The minimal form: define a BaseModel, use Field(...) for constraints. Field(..., ge=0, le=1) marks the field required AND bounded. Plain fields with no constraint need no Field.

python
from __future__ import annotations

from typing import Literal

from pydantic import BaseModel, Field

StockMaterialCode = Literal["P_STEEL", "N_NONFERROUS"]
MillOperationType = Literal["slotting", "roughing", "finishing"]


class MillCuttingParams(BaseModel):
    operation_type: MillOperationType
    stock_material_code: StockMaterialCode
    spindle_speed_rpm: float
    feed_rate_ipm: float
    min_rdoc_fraction: float = Field(..., ge=0, le=1)
    max_rdoc_fraction: float = Field(..., ge=0, le=1)

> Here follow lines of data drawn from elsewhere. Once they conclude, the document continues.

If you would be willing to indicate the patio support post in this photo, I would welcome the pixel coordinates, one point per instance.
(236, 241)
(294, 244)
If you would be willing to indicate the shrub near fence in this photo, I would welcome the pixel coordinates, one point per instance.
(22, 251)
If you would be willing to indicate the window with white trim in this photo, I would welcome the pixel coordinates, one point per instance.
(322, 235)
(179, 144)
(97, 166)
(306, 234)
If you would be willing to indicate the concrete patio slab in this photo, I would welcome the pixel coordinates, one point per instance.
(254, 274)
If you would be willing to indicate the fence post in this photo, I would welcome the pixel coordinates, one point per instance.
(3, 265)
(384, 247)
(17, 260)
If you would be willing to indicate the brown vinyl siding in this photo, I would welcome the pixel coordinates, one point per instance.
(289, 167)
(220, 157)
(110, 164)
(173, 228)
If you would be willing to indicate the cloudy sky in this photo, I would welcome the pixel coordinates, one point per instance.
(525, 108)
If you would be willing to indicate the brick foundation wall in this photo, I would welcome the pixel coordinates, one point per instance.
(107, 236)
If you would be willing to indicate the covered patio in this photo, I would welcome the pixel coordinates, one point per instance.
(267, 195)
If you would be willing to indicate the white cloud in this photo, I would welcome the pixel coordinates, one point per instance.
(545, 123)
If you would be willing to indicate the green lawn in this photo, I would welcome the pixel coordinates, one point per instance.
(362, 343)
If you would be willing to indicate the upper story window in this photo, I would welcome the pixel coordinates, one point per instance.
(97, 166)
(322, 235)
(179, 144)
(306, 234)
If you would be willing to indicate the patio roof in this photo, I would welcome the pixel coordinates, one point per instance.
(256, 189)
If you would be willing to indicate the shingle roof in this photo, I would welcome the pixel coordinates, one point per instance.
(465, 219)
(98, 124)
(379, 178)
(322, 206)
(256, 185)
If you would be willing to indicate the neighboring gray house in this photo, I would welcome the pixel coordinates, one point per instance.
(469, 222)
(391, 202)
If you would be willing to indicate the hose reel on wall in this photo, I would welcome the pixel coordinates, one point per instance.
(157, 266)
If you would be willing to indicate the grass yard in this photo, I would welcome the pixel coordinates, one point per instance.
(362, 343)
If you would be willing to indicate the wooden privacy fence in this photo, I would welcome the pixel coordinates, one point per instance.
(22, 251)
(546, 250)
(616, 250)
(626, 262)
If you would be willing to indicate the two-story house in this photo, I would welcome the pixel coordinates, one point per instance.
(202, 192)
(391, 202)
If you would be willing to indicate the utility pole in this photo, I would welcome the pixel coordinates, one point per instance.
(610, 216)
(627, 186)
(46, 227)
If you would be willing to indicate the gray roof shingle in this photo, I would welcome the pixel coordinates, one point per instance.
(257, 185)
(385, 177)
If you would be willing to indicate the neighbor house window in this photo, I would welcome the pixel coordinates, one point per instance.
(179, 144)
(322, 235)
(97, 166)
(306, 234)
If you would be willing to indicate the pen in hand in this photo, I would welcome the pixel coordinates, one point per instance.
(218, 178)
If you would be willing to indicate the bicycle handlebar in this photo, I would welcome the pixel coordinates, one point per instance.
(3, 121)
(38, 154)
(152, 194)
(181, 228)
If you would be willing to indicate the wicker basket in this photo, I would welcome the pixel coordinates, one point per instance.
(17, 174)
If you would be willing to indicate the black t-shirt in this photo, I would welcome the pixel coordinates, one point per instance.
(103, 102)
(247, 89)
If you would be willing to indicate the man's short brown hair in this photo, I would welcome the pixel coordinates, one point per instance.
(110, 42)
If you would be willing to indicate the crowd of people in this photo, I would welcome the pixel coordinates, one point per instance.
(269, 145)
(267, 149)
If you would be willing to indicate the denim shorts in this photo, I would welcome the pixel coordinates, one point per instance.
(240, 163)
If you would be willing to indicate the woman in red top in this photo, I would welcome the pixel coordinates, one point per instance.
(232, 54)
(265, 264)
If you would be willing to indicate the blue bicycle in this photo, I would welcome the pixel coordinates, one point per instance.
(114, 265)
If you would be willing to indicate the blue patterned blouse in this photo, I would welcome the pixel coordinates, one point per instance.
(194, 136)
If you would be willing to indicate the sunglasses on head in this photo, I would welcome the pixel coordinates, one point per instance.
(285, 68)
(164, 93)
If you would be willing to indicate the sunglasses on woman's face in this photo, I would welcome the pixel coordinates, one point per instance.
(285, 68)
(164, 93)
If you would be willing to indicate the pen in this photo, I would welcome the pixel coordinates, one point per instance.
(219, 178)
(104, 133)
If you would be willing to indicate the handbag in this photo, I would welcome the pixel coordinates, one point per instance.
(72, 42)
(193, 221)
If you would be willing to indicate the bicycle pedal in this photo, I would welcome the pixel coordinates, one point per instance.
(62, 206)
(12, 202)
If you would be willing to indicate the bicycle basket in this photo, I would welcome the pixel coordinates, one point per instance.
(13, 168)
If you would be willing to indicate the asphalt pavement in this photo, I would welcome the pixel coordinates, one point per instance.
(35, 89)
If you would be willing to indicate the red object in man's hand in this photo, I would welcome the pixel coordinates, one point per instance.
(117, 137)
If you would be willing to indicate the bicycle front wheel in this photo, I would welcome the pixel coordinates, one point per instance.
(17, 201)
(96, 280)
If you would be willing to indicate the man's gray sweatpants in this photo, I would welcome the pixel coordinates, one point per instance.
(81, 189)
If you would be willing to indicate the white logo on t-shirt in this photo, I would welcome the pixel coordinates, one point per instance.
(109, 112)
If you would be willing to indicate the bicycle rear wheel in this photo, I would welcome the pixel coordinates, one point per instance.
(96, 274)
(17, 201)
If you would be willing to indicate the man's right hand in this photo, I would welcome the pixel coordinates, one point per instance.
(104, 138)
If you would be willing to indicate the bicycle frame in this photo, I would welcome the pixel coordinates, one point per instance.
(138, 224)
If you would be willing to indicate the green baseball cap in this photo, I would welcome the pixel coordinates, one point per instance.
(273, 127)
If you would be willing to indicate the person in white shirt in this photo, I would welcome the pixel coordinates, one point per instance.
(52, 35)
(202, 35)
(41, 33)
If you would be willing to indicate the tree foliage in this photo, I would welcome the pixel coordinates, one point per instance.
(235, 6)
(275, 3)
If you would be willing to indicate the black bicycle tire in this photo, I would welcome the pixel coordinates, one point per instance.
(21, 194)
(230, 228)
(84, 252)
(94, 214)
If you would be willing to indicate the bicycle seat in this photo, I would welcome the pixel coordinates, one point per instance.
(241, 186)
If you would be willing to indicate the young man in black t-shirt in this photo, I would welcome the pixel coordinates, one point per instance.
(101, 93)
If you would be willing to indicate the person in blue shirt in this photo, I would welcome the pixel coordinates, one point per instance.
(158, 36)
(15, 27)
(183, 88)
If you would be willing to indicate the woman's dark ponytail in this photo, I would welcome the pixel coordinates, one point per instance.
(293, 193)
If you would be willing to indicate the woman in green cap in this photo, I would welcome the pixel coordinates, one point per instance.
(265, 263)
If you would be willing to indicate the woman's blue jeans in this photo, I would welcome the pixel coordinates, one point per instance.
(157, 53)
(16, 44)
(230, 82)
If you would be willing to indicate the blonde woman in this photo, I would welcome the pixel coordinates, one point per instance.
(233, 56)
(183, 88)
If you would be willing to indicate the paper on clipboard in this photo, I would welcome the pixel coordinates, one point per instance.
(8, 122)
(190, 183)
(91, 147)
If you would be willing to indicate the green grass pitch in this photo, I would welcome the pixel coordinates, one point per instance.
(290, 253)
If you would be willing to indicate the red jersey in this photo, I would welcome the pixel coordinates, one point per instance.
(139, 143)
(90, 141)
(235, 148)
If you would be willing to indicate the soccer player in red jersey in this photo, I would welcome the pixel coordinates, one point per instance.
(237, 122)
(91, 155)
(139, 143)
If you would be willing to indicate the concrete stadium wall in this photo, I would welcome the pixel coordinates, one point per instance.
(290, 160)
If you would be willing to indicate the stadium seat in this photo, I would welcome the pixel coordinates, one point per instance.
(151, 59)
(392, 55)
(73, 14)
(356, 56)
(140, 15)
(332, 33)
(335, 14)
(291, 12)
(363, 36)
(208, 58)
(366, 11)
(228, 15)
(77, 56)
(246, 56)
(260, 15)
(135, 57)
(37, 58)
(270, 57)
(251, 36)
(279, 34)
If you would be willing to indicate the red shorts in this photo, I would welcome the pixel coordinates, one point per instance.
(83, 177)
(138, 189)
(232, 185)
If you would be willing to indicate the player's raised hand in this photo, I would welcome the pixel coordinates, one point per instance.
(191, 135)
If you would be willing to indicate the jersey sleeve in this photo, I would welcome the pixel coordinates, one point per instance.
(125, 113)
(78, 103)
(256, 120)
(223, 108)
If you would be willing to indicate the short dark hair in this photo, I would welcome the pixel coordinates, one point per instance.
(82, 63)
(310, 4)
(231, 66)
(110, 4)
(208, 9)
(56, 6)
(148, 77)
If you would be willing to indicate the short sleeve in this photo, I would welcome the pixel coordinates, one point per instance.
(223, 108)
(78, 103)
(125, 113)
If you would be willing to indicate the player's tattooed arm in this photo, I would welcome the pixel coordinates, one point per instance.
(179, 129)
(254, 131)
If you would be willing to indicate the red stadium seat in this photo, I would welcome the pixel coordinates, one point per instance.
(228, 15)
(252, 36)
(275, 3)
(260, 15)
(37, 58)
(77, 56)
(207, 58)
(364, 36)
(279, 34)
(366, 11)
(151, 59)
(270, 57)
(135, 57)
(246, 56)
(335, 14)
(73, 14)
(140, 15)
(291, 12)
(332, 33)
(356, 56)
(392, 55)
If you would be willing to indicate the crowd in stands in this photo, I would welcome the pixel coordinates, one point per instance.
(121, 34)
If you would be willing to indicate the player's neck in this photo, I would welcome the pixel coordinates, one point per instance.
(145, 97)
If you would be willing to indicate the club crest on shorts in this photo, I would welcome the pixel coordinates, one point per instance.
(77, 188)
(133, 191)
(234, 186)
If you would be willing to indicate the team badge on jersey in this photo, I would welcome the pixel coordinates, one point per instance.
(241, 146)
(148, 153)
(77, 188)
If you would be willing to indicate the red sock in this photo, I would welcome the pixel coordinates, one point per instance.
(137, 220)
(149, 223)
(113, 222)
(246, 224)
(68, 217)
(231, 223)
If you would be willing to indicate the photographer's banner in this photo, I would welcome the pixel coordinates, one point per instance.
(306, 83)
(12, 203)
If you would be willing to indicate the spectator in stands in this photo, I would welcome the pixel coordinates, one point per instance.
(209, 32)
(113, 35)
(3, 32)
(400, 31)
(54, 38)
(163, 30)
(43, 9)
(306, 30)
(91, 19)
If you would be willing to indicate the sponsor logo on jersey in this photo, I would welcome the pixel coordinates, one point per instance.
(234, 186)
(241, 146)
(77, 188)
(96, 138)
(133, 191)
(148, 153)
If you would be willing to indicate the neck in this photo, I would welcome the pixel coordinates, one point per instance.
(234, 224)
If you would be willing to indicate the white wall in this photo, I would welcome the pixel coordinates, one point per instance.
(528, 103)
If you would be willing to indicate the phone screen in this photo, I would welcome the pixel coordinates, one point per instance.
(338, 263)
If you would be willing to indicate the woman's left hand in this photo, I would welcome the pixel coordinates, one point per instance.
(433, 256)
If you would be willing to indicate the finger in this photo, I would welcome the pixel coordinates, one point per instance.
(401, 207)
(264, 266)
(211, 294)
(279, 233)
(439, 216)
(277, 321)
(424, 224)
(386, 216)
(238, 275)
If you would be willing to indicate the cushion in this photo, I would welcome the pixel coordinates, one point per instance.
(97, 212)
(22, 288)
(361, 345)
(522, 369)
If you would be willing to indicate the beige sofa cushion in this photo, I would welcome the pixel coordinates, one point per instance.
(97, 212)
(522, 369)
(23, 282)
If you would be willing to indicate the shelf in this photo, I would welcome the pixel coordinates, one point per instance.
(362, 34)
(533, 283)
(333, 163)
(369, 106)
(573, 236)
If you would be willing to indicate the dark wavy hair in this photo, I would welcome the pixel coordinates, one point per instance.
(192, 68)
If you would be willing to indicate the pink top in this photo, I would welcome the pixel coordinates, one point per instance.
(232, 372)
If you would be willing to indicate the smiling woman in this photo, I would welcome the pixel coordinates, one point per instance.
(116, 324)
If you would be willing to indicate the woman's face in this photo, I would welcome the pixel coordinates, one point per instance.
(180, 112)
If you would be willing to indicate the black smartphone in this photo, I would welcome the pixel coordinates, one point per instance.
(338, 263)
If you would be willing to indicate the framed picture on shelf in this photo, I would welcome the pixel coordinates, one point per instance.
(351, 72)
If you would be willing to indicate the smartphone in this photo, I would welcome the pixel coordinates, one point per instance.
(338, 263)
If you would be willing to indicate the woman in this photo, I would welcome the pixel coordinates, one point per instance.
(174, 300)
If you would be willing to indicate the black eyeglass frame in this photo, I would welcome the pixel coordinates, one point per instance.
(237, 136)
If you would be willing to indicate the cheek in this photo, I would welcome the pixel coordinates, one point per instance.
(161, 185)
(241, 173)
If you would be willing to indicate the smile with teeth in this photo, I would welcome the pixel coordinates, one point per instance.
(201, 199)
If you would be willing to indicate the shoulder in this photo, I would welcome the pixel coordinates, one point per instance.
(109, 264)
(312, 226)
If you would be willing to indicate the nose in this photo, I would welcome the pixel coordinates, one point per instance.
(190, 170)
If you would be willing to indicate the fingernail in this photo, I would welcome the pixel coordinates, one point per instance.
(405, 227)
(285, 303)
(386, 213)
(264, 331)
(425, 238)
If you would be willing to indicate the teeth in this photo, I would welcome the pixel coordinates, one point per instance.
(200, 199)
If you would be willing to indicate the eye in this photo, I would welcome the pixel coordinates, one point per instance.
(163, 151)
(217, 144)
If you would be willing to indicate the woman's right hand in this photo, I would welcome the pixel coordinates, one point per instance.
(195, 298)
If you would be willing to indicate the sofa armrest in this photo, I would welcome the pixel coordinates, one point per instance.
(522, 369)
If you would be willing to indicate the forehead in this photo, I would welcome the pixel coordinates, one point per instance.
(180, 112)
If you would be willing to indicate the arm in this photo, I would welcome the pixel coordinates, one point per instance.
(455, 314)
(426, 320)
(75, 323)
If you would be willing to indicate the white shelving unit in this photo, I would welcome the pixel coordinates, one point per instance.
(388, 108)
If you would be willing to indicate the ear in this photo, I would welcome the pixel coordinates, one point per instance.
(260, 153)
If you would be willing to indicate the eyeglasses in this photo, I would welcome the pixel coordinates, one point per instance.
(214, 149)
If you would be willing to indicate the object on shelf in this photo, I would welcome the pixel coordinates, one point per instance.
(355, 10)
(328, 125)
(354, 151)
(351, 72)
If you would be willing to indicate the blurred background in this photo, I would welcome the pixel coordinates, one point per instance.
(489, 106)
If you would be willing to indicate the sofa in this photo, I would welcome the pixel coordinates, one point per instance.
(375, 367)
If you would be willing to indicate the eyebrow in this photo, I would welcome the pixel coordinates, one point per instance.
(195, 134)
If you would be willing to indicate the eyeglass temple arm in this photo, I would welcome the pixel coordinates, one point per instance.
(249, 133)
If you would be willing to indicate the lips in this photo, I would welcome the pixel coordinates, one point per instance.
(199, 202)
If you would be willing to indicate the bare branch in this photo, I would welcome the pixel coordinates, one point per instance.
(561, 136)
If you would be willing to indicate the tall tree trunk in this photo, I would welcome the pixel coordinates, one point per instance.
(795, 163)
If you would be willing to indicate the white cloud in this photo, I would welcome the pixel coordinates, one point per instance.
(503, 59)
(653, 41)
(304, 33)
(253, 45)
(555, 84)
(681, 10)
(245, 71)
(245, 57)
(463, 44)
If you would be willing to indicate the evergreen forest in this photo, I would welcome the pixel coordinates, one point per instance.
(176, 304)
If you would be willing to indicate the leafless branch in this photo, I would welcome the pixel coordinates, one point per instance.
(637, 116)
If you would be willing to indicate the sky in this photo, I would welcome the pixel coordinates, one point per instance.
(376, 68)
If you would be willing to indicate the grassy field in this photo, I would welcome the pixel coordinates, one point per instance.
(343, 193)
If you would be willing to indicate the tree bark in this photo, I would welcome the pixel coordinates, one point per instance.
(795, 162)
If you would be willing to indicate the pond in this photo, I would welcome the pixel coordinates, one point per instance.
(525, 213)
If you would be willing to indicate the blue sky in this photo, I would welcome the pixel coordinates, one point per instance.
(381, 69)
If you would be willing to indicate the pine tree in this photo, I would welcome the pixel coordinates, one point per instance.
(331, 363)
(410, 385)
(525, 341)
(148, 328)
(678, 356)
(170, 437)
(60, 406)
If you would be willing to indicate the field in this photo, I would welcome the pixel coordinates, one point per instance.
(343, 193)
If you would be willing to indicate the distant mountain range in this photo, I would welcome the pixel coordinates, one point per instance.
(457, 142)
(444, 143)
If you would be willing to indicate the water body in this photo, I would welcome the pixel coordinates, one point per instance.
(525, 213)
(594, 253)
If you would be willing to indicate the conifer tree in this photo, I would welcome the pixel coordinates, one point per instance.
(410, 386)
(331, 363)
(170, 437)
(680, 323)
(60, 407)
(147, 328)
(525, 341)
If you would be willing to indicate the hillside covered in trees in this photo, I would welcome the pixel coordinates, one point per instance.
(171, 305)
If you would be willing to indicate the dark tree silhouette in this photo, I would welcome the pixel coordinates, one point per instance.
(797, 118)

Constructing MillCuttingParams(..., min_rdoc_fraction=1.5) raises ValidationError immediately — not a surprise crash later.

Models compose by inheritance and round-trip through JSON:

python
class ToolGeometry(BaseModel):
    catalog_id: str
    units: Literal["in", "mm"]
    cutter_diameter_mm: float
    number_of_flutes: int


class CatalogTool(ToolGeometry):
    mill_cutting_params: list[MillCuttingParams] | None = None


tool = CatalogTool.model_validate_json(raw_json)
payload = tool.model_dump_json()

Pattern 2 — Immutable Value Object (Frozen)

frozen=True makes instances hashable (usable as dict keys); assignment after construction raises. Use this for analysis or detection results that downstream code reads but must never edit.

python
from pydantic import BaseModel, ConfigDict

Vec3 = tuple[float, float, float]


class Hole(BaseModel):
    """A drillable hole feature detected from an input model."""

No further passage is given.